For the past two months, I haven’t had much to say about Occupy Wall Street. I mean, I agreed in principle with the protesters’ arguments: the inequality of wealth in this country is staggering, and rich people and corporations essentially control politics. And one day I even toured Zuccotti Park with DadWagon’s own Theodore Ross; it was interesting to witness, but it didn’t bring about in me much of an emotional response. Perhaps it’s because I’m deathly allergic to drum circles, sloganeering, and the human microphone. At best, the whole thing depressed me, because despite the media attention (and widespread public support) OWS has attracted, I couldn’t see it changing much in this world. I may be on their side, but I had to watch from the other side of the barriers.

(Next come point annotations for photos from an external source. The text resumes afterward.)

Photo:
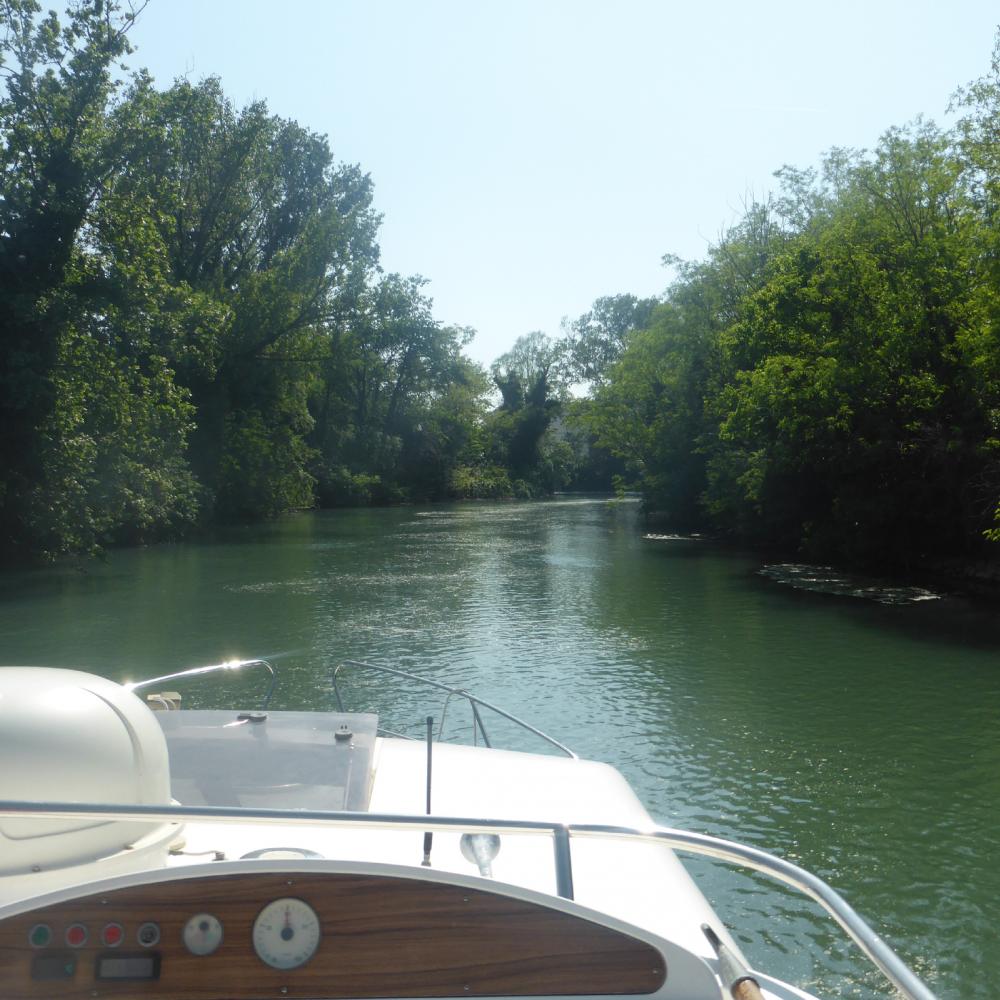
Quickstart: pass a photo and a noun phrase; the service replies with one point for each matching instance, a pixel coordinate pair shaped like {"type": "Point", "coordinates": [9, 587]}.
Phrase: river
{"type": "Point", "coordinates": [849, 727]}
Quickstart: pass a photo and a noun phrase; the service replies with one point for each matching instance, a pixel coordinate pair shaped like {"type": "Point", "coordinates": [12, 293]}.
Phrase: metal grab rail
{"type": "Point", "coordinates": [871, 945]}
{"type": "Point", "coordinates": [474, 701]}
{"type": "Point", "coordinates": [213, 668]}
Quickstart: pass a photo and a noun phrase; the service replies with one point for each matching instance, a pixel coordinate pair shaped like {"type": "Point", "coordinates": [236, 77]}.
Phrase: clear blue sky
{"type": "Point", "coordinates": [529, 157]}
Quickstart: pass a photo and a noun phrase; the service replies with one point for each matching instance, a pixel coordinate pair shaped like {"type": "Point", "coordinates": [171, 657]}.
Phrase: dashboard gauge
{"type": "Point", "coordinates": [202, 934]}
{"type": "Point", "coordinates": [286, 933]}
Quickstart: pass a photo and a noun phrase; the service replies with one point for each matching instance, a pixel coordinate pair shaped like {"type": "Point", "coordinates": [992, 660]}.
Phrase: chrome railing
{"type": "Point", "coordinates": [871, 945]}
{"type": "Point", "coordinates": [212, 669]}
{"type": "Point", "coordinates": [475, 703]}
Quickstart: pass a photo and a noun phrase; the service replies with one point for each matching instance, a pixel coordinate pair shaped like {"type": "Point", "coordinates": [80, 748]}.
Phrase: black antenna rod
{"type": "Point", "coordinates": [428, 836]}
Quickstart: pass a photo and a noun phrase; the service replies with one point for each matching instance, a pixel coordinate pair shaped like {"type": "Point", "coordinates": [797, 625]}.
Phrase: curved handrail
{"type": "Point", "coordinates": [472, 699]}
{"type": "Point", "coordinates": [213, 668]}
{"type": "Point", "coordinates": [871, 945]}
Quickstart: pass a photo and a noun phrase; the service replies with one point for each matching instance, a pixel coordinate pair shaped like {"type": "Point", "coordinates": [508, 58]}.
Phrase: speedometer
{"type": "Point", "coordinates": [286, 933]}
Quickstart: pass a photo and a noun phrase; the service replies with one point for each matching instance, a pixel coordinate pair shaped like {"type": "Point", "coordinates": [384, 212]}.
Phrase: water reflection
{"type": "Point", "coordinates": [858, 738]}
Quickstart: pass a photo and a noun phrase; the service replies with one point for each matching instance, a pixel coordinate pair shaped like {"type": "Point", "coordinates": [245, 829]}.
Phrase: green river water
{"type": "Point", "coordinates": [850, 728]}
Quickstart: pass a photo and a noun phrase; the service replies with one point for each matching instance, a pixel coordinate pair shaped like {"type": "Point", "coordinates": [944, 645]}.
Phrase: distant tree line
{"type": "Point", "coordinates": [828, 380]}
{"type": "Point", "coordinates": [194, 328]}
{"type": "Point", "coordinates": [193, 323]}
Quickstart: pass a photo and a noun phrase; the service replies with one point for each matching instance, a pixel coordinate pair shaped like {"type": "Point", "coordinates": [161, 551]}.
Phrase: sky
{"type": "Point", "coordinates": [530, 157]}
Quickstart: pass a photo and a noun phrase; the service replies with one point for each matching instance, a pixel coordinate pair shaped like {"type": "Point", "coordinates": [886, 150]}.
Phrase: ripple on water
{"type": "Point", "coordinates": [827, 580]}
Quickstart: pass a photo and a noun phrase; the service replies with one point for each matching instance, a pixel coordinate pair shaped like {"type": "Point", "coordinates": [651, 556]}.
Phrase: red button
{"type": "Point", "coordinates": [76, 935]}
{"type": "Point", "coordinates": [112, 935]}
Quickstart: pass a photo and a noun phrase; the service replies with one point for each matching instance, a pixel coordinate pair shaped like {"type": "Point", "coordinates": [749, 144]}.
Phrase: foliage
{"type": "Point", "coordinates": [827, 379]}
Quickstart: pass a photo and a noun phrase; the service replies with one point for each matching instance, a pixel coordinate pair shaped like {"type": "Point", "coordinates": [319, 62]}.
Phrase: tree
{"type": "Point", "coordinates": [57, 149]}
{"type": "Point", "coordinates": [598, 338]}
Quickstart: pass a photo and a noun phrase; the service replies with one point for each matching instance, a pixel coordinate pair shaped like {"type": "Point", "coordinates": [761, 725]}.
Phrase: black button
{"type": "Point", "coordinates": [54, 965]}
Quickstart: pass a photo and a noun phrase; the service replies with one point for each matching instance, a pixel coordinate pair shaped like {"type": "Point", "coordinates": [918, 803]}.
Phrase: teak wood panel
{"type": "Point", "coordinates": [381, 937]}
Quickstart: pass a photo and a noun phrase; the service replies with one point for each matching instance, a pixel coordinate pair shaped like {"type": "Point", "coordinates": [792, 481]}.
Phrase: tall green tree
{"type": "Point", "coordinates": [58, 147]}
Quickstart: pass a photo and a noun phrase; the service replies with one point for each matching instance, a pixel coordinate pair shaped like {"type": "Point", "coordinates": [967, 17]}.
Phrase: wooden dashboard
{"type": "Point", "coordinates": [373, 936]}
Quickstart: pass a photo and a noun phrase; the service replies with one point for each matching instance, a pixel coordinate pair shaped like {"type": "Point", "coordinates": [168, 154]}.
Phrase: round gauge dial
{"type": "Point", "coordinates": [202, 934]}
{"type": "Point", "coordinates": [286, 933]}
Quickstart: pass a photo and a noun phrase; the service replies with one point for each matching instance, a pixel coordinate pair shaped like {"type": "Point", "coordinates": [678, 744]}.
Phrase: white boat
{"type": "Point", "coordinates": [237, 855]}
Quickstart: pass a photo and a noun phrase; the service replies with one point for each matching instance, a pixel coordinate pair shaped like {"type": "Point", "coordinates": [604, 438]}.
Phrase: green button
{"type": "Point", "coordinates": [40, 936]}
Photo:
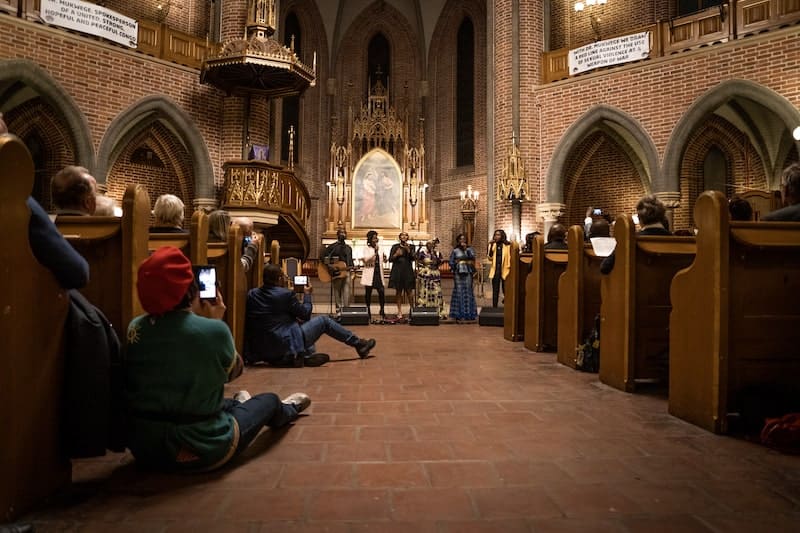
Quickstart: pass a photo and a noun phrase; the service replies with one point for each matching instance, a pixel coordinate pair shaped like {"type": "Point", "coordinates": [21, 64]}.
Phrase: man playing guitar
{"type": "Point", "coordinates": [335, 266]}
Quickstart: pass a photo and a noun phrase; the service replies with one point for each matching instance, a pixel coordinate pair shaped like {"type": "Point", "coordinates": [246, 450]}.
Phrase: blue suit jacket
{"type": "Point", "coordinates": [53, 251]}
{"type": "Point", "coordinates": [272, 324]}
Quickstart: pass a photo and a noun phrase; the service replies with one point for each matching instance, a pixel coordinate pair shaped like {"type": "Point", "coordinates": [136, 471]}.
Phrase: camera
{"type": "Point", "coordinates": [206, 276]}
{"type": "Point", "coordinates": [300, 282]}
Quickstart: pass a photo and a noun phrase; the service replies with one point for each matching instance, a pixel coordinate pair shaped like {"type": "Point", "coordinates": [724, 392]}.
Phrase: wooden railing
{"type": "Point", "coordinates": [154, 39]}
{"type": "Point", "coordinates": [163, 42]}
{"type": "Point", "coordinates": [733, 20]}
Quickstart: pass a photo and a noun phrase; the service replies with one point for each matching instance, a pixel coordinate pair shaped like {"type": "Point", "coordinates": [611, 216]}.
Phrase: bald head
{"type": "Point", "coordinates": [74, 189]}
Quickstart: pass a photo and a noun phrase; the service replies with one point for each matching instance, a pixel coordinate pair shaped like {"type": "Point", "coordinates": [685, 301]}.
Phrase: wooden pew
{"type": "Point", "coordinates": [32, 365]}
{"type": "Point", "coordinates": [194, 244]}
{"type": "Point", "coordinates": [226, 256]}
{"type": "Point", "coordinates": [735, 321]}
{"type": "Point", "coordinates": [634, 327]}
{"type": "Point", "coordinates": [514, 295]}
{"type": "Point", "coordinates": [578, 296]}
{"type": "Point", "coordinates": [541, 297]}
{"type": "Point", "coordinates": [114, 247]}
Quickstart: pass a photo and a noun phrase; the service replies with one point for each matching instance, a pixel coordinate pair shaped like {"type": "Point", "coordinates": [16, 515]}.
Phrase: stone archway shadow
{"type": "Point", "coordinates": [708, 103]}
{"type": "Point", "coordinates": [623, 129]}
{"type": "Point", "coordinates": [140, 116]}
{"type": "Point", "coordinates": [35, 77]}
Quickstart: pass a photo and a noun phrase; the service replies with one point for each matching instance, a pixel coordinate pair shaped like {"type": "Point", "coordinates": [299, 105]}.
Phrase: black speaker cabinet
{"type": "Point", "coordinates": [354, 316]}
{"type": "Point", "coordinates": [424, 316]}
{"type": "Point", "coordinates": [491, 316]}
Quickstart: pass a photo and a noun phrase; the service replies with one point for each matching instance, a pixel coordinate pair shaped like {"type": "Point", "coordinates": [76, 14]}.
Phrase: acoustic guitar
{"type": "Point", "coordinates": [335, 270]}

But as of yesterday morning, I’m more than depressed. I’m frustrated and angry and nearly totally disillusioned. Of course, it’s not like I expected Mayor Bloomberg to allow the protests to go on forever; he’s too much of a classical tyrant for that. It’s just that I’d hoped that the NYPD would go about clearing the demonstrators in an even-handed manner. That was obviously an unreasonable expectation, and I knew it at the time, but still, having watched the videos, scanned the photos, and read the eyewitness accounts, I’m appalled at the fury and glee with which the cops cleared the park, as if they truly enjoyed knocking hippies’ heads and sending these spoiled, whining kids to jail.
What makes this ever more frustrating is that my daughter, Sasha, is now almost 3 years old—an age at which she can spot policemen and police cars on the street, and so is probably old enough that I can start telling her that if there’s a big problem, if she’s lost or if someone’s hurt, she should go fetch a cop. Which is absolutely what she should do. It’s what I would do, too.

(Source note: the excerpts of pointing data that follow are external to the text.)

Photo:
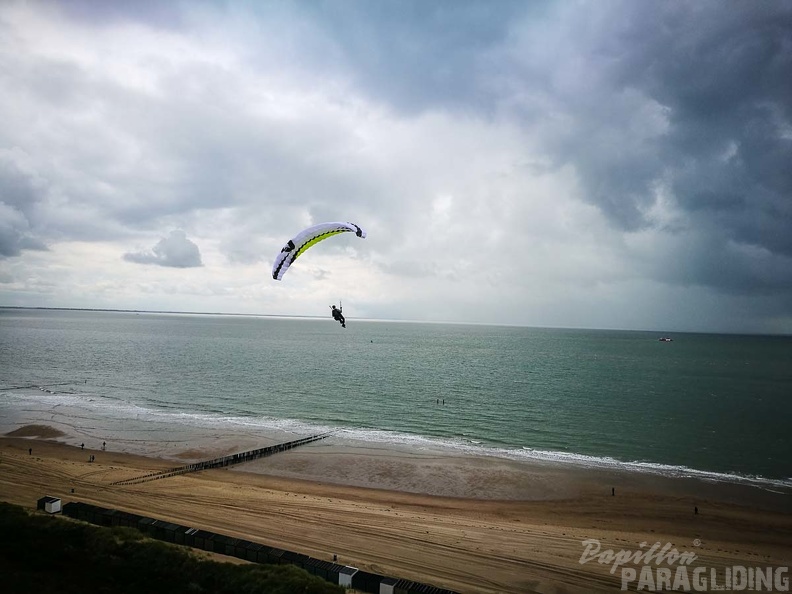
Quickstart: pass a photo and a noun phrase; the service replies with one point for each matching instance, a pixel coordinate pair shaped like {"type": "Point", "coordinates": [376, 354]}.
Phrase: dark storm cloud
{"type": "Point", "coordinates": [691, 100]}
{"type": "Point", "coordinates": [20, 193]}
{"type": "Point", "coordinates": [174, 251]}
{"type": "Point", "coordinates": [415, 54]}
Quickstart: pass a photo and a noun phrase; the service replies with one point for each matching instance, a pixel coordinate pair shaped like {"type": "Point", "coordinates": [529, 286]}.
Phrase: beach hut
{"type": "Point", "coordinates": [204, 540]}
{"type": "Point", "coordinates": [388, 585]}
{"type": "Point", "coordinates": [345, 576]}
{"type": "Point", "coordinates": [71, 509]}
{"type": "Point", "coordinates": [296, 559]}
{"type": "Point", "coordinates": [252, 551]}
{"type": "Point", "coordinates": [366, 581]}
{"type": "Point", "coordinates": [51, 505]}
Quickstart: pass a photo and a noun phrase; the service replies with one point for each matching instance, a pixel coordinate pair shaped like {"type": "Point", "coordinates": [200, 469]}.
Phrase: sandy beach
{"type": "Point", "coordinates": [475, 525]}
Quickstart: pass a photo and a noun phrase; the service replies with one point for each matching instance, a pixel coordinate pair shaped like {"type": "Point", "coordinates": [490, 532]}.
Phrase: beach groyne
{"type": "Point", "coordinates": [224, 461]}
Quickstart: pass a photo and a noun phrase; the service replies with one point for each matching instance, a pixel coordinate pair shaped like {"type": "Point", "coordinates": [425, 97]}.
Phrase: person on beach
{"type": "Point", "coordinates": [337, 315]}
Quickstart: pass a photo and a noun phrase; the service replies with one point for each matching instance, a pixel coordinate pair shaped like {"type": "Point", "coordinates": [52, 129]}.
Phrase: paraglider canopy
{"type": "Point", "coordinates": [305, 239]}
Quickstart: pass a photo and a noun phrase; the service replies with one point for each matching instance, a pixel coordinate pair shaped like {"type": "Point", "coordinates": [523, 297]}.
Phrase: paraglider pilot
{"type": "Point", "coordinates": [337, 315]}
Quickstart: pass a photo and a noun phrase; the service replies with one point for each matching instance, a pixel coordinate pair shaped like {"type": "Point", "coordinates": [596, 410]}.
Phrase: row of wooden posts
{"type": "Point", "coordinates": [223, 461]}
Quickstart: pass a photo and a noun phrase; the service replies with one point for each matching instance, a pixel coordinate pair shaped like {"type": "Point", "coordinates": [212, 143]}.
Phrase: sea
{"type": "Point", "coordinates": [713, 406]}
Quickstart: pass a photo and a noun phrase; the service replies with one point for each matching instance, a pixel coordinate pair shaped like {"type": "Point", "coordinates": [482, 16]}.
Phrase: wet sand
{"type": "Point", "coordinates": [475, 525]}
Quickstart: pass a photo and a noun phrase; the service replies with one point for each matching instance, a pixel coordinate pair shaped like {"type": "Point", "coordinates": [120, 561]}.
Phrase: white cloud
{"type": "Point", "coordinates": [173, 251]}
{"type": "Point", "coordinates": [514, 165]}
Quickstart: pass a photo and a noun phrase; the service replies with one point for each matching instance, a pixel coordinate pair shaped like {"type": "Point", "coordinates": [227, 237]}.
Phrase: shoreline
{"type": "Point", "coordinates": [476, 546]}
{"type": "Point", "coordinates": [439, 472]}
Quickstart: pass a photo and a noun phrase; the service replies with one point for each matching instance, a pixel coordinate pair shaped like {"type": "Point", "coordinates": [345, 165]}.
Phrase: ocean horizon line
{"type": "Point", "coordinates": [387, 320]}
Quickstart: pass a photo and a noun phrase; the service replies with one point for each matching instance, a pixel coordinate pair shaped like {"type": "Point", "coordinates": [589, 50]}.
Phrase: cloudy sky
{"type": "Point", "coordinates": [599, 164]}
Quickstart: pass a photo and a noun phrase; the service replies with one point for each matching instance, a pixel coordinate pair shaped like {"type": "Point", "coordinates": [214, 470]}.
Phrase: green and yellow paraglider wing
{"type": "Point", "coordinates": [307, 238]}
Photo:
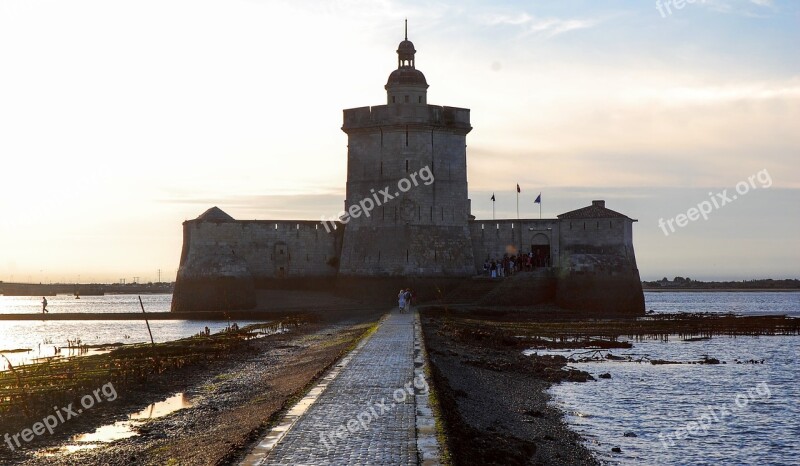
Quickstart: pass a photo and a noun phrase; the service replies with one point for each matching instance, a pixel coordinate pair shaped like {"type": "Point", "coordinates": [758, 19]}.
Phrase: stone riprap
{"type": "Point", "coordinates": [368, 414]}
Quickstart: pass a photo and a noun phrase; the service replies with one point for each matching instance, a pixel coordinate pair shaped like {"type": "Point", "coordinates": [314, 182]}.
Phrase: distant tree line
{"type": "Point", "coordinates": [759, 284]}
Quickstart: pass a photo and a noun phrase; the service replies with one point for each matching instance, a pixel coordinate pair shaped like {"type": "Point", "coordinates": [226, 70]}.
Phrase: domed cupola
{"type": "Point", "coordinates": [406, 84]}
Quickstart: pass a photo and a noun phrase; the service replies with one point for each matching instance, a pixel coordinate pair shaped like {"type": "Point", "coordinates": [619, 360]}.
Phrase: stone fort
{"type": "Point", "coordinates": [422, 236]}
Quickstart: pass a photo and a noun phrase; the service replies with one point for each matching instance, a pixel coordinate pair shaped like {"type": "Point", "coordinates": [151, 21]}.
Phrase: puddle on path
{"type": "Point", "coordinates": [123, 429]}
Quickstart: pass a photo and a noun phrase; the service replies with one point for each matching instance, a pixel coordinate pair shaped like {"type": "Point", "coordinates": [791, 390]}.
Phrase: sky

Except that I absolutely do not trust the police at all. It’s not just the clearing of Zuccotti Park. There’s the gun-running, the needless arrests, the planting of evidence on thousands of people, and the assholish culture of impunity that pervades the force. My lack of trust isn’t exactly new: As a teenager, I was a skateboarder, and skateboarders in the 1980s and 1990s quickly learned that guys with blue uniforms were to be avoided at all costs. They were jerks, and jerks at our expense.
Now, however, I’m ever more conflicted, because I live in a small corner of Brooklyn that needs more police presence. Things aren’t apocalyptic here—instead of rampant murders and violence, we have teenage vandalism, drug-dealing, and the occasional gunshot. But those are precisely the things that an increased police presence would help prevent, if the local precincts were willing to send more car and foot patrols around.
Some (particularly those in the Bloomberg administration) might argue that it’s partly because of protests like Occupy Wall Street that the NYPD is stretched so thin. Which is bullshit. I’m willing to accept that the protest needs some police oversight (there have been crimes like theft and sexual assault in the encampment), but the protests have been largely peaceful—i.e., not deserving of a massive police presence capped by a clearing-out by cops in riot gear. If the mayor is really interested in preserving public health and safety, he could, you know, start in my neighborhood.
Except that now it’s too late. Who trusts the NYPD anymore? Certainly not the kids in the housing projects that bookend my block. And now not us concerned, progressive New Yorkers. When If I see the cops circling my neighborhood, am I supposed to feel safer? Given what happened Monday night—and over the past several years—I have to say the answer is no. Would I still call 911 in an emergency? Of course—what choice do I have? But would I expect prompt, reliable, professional assistance? Not really. By its actions, the NYPD has eroded whatever sympathies it might have built up in this era of historically low crime.
And again, how do you explain this to your kids? How do you convey the necessity of trusting authorities that you—equally necessarily—cannot actually trust? At 3 years old, Sasha is still too young for such a complicated discussion, but I know exactly what I’m going to do when she’s the right age: I’m going to give her a skateboard, and let her find out for herself.